Azure Active Directory is Microsoft’s Identity as a Service platform. It is a global service, used by millions of organizations worldwide. To make the service useable for all of these organizations, Microsoft works with limits. In Azure Active Directory, one such limit it the object limit.
All Azure AD’s limits are described on the Azure AD service limits and restrictions page on Microsoft Docs. For Azure AD’s object limit, the following is shared:
A maximum of 50,000 Azure AD resources can be created in a single directory by users of the Free edition of Azure Active Directory by default. If you have at least one verified domain, the default Azure AD service quota for your organization is extended to 300,000 Azure AD resources. This service limit is unrelated to the pricing tier limit of 500,000 resources on the Azure AD pricing page. To go beyond the default quota, you must contact Microsoft Support.
When troubleshooting Azure AD Connect synchronization problems, Azure AD scalability challenges and other vague cloud behavior, it might be beneficial to know your Azure AD tenant’s object limit. This can also be useful when you have a support request to extend the object limit.
How to determine the object limit and count
You can query your organization’s Azure AD object limit through the Microsoft Graph API. You can query the Graph API through PowerShell, but let’s use the Graph Explorer method, instead. Perform these steps:
- Open a browser.
- Navigate to the Graph Explorer at aka.ms/ge.
- In the left navigation pane, click the blue Sign in to Graph Explorer button or click the blue user button at the top of the Graph Explorer interface, depending on your devices resolution and browser window size.
- Sign in with an account in the Azure AD tenant.

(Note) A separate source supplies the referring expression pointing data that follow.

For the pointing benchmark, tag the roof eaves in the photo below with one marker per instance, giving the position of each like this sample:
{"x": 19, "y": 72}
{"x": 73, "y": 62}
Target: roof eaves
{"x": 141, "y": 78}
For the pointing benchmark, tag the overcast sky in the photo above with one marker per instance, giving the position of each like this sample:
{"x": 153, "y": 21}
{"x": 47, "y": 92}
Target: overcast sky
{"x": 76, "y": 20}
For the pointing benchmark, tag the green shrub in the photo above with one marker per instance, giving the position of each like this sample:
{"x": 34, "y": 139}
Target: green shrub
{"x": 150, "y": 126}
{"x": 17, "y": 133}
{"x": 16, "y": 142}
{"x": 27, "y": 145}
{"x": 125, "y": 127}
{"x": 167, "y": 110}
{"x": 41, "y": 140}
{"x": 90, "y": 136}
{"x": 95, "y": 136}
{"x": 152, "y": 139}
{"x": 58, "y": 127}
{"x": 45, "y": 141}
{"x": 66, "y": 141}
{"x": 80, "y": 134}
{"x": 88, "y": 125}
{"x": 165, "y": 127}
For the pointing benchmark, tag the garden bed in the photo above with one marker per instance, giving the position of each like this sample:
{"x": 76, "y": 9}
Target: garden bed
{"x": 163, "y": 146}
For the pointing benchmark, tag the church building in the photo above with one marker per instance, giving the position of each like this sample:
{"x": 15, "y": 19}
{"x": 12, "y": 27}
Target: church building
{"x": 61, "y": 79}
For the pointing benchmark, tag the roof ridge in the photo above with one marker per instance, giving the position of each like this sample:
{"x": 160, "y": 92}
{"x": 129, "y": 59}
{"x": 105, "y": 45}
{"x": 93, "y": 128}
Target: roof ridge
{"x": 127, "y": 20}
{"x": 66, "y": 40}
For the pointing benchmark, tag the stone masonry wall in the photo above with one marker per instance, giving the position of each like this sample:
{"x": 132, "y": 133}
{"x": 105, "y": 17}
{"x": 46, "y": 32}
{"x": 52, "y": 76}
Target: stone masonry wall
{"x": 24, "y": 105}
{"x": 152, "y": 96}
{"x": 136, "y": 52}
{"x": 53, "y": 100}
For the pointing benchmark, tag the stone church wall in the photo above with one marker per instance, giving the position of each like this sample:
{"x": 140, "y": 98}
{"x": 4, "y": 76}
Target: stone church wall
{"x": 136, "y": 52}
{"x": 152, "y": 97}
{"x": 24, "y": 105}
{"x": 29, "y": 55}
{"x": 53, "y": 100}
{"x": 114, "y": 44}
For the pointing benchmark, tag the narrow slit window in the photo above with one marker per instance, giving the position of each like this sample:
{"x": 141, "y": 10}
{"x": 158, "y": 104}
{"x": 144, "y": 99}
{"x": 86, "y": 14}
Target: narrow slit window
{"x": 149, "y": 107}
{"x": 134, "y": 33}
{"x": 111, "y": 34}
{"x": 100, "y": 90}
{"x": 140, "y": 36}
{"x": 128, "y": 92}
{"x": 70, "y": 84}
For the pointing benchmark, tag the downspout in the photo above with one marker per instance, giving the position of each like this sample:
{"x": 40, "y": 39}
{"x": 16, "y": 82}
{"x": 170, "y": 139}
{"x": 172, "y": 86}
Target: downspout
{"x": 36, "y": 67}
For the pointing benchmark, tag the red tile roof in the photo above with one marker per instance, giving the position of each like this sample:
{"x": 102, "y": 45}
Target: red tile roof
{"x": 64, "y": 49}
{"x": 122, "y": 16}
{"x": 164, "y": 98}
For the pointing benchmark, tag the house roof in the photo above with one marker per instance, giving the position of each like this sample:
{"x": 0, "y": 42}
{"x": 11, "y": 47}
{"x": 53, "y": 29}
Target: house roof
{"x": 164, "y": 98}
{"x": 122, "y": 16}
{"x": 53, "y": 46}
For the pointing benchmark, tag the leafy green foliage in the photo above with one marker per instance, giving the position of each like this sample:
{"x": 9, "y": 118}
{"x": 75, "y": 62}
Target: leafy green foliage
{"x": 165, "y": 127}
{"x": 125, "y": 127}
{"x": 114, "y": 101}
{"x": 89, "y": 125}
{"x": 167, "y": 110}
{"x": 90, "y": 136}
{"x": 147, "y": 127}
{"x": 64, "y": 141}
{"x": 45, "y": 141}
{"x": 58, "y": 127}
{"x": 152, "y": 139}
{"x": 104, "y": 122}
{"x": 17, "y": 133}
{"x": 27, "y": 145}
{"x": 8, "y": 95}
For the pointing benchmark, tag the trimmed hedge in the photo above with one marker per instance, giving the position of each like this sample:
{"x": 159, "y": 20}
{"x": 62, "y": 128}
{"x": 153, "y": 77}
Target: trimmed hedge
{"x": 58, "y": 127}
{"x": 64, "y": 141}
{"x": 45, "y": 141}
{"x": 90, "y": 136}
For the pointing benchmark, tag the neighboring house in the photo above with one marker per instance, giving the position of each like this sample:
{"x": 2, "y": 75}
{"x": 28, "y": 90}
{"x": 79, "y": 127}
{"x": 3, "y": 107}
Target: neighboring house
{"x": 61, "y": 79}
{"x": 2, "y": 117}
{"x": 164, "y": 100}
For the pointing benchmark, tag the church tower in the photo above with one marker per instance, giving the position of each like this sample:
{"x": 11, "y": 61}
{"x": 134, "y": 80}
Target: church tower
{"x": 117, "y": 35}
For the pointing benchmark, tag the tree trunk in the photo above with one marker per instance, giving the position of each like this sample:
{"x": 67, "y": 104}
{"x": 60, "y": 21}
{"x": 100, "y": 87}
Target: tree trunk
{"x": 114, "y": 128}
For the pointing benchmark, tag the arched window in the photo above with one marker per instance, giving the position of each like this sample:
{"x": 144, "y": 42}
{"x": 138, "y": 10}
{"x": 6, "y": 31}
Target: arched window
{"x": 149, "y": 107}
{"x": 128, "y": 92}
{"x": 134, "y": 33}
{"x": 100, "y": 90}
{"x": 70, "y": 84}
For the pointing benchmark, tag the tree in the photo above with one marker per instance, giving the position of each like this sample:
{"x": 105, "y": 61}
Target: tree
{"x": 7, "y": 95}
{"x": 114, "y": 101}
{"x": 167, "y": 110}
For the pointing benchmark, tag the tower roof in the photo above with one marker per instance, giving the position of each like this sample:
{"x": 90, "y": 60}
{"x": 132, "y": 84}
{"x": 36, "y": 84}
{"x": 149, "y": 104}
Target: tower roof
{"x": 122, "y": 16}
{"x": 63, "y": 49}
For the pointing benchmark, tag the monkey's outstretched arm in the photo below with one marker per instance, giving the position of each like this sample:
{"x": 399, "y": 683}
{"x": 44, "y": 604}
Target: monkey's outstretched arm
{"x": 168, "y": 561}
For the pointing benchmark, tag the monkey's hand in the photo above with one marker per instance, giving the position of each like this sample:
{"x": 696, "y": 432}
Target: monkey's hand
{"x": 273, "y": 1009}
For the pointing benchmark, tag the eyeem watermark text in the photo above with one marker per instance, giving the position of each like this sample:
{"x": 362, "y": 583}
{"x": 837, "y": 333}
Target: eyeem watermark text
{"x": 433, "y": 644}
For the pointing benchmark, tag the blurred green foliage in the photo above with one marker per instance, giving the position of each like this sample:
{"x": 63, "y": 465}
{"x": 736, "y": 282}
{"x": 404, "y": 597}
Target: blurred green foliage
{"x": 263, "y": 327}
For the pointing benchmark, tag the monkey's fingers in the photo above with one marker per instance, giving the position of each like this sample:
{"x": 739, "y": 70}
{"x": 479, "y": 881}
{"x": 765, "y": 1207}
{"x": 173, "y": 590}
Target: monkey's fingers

If this is the first time you use the Graph Explorer with this Azure AD tenant, sign in with a user that has privileges to consent to applications. By default, the Global Administrator role, Application Administrator role and Cloud Application Administrator role have these permissions, but when an admin for the organization has allowed people in the organization to consent to User.Read permissions, any user account in the Azure AD tenant can be used.
- Perform multi-factor authentication, when prompted.
- On the Permissions requested page, click Accept.
The button in the Graph Explorer website should now be replaced with your account information. - At the top of the main pane, next to GET, change the Graph API version from v1.0 to beta. Then, change the end of the url from me/ to organization/.
- Click the Run query button.
- In the main pane, you should now see the JSON-formatted response. Scroll down, until you come to directorySizeQuota. Underneath, you will find the used and total values, representing the number of objects in the Azure AD tenant, and the maximum allowed number of objects in the Azure AD tenant.
- Click the little cog to the right of the account and select Sign out from the context menu.
- Close the browser.
Concluding
The number of accounts in the Azure AD tenant and the object limit might be useful one day. It’s a good thing Microsoft added it to the Microsoft Graph Beta in March 2020.
The above 'used' number is comparable to the use of Distinguished Name Tags (DNTs) and relative Identifiers (rIDs) in Active Directory. To expose these numbers, follow the steps in my blogposts New features in AD DS in Windows Server 2012, Part 14: RID improvements and New features in AD DS in Windows Server 2012, Part 18: DNTs Exposed. Similarly, you might want to know those numbers to see if your organization is reaching any limit and you might want to up the artificial RID ceiling.